Elasticsearch discovery in EC2

Elasticsearch out of the box does a good job of locating nodes and building a cluster. Just assign everyone the same cluster name and ES does the rest. But running a cluster on Amazon’s EC2 presents some additional challenges specific to that environment. I recently set up a docker-ized Elasticsearch cluster on two EC2 medium instances, and thought I would put down in one place the main things that I ran into setting it up.

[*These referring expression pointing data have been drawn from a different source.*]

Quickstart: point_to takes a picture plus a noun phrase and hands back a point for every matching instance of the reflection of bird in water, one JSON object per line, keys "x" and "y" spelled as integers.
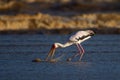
{"x": 79, "y": 37}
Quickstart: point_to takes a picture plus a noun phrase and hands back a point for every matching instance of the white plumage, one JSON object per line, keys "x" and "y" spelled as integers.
{"x": 79, "y": 37}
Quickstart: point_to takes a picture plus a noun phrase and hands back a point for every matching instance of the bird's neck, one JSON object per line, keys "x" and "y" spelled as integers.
{"x": 63, "y": 45}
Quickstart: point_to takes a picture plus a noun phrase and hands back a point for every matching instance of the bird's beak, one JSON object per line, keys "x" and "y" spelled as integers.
{"x": 92, "y": 33}
{"x": 51, "y": 53}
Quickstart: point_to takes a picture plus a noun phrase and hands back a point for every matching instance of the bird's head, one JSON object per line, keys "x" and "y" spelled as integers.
{"x": 56, "y": 45}
{"x": 91, "y": 32}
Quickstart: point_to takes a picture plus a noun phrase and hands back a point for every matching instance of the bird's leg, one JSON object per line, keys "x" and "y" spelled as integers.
{"x": 82, "y": 51}
{"x": 75, "y": 55}
{"x": 51, "y": 53}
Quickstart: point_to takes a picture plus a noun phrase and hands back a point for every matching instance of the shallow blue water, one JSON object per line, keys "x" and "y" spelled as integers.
{"x": 100, "y": 62}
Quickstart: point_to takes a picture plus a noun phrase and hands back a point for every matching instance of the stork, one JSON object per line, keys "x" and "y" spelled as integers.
{"x": 76, "y": 39}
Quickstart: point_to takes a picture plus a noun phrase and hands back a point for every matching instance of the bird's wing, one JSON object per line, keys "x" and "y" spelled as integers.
{"x": 79, "y": 36}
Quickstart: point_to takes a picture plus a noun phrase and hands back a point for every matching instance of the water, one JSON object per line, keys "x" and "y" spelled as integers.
{"x": 100, "y": 62}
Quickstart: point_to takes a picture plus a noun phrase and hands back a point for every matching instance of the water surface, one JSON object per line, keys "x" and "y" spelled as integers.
{"x": 101, "y": 60}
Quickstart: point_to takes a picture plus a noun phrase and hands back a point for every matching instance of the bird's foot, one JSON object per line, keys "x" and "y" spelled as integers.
{"x": 53, "y": 60}
{"x": 69, "y": 59}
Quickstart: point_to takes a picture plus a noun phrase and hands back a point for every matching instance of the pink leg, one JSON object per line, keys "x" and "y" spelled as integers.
{"x": 75, "y": 55}
{"x": 82, "y": 51}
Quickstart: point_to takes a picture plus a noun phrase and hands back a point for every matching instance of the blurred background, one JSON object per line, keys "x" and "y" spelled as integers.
{"x": 59, "y": 16}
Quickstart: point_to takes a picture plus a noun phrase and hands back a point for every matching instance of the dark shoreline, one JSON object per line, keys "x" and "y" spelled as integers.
{"x": 62, "y": 31}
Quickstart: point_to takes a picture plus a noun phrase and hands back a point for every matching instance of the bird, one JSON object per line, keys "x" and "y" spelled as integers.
{"x": 76, "y": 39}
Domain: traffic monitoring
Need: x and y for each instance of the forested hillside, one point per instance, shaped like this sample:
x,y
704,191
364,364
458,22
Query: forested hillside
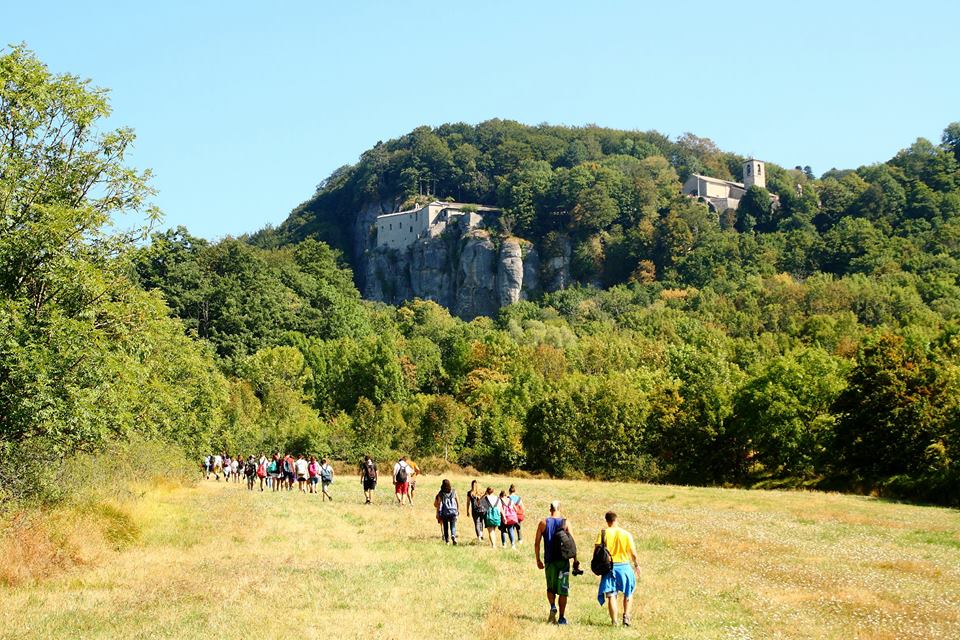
x,y
812,343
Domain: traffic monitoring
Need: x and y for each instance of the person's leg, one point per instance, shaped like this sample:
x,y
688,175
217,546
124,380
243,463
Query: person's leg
x,y
612,607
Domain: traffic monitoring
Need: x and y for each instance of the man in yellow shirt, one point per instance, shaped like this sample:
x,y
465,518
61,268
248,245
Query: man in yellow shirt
x,y
621,577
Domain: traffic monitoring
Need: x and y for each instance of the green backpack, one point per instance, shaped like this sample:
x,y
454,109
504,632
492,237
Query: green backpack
x,y
492,517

The most fundamental constraint in EC2 is that multicast discovery (unsurprisingly) will not work. EC2 doesn’t allow multicast traffic. This gives you two choices: use unicast discovery, or set up EC2 dynamic discovery. Unicast discovery requires that all nodes have the host IPs for the other nodes in the cluster. I don’t like that idea, so I chose to set up dynamic discovery using the EC2 APIs. Getting EC2 dynamic discovery to work requires changes in three places: the Elasticsearch installation, the configuration file at /etc/elasticsearch/elasticsearch.yml, and finally the instance and security configuration on Amazon. I’ll take these in order.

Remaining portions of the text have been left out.